Lead and Drinking Water

Greater Vernon Water (GVW) has no known lead water mains. We enhance drinking water during the treatment process at the Duteau Creek Water Treatment Plant with either pH control or the addition of zinc orthophosphate. The zinc orthophosphate forms a protective coating inside all pipes and creates a barrier between pipes and water to help prevent the metal in the pipes from leaching into the water.

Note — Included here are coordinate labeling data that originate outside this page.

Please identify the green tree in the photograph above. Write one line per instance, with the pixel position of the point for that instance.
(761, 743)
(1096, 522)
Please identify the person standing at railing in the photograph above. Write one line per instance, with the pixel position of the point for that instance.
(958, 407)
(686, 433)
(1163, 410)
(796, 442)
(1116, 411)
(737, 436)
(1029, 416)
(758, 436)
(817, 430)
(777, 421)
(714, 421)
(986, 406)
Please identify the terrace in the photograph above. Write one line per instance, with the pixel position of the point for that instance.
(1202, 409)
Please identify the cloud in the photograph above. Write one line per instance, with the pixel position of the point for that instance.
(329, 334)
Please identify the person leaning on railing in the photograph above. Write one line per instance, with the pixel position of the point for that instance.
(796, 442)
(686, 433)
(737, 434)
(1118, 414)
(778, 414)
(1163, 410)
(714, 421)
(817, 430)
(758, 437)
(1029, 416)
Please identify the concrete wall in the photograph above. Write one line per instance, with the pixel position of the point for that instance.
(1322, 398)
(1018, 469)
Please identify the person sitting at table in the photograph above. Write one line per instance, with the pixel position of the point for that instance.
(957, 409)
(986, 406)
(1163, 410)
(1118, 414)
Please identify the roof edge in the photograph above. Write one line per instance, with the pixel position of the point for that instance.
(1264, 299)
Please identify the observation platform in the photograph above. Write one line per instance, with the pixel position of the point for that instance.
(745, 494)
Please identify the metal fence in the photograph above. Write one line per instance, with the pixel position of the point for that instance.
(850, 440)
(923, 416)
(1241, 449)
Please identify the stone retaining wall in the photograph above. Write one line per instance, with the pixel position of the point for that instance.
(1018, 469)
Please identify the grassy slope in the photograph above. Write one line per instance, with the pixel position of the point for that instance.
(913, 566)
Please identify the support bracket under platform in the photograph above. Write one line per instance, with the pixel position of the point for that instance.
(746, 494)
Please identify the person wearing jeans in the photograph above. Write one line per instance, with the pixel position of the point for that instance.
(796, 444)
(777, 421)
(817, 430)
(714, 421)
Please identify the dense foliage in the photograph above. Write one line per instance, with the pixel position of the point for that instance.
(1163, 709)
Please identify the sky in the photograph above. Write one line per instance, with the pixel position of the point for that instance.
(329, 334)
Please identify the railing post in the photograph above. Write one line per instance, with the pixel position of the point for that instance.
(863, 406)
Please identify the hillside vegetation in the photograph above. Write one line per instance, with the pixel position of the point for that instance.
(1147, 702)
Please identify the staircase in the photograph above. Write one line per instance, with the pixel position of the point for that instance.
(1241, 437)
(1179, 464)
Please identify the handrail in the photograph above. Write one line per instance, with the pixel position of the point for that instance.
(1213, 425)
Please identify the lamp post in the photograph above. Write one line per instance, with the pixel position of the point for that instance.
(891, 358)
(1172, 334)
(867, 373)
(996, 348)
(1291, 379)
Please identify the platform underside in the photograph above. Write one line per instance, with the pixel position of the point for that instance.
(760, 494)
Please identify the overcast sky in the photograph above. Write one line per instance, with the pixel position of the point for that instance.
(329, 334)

We sample our water routinely to make sure it meets Guidelines for Canadian Drinking Water Quality, which includes sampling for lead at two of our sites within Greater Vernon Water which have never had lead levels exceeding the current Health Canada guideline. The two sites are the Allenby Pump Station (receives water from Kalamalka Lake) and Pressure Reducing Valve (PRV) #2 (receives water from Duteau Creek). The current laboratory results from these two sites are located on the Water Quality Reports and Analysis webpage below the section titled "Comprehensive Drinking Water Analysis by Distribution" and listed as "Kalamalka Distribution Site - Allenby Pump Station" and "Duteau Creek Distribution - PRV #2).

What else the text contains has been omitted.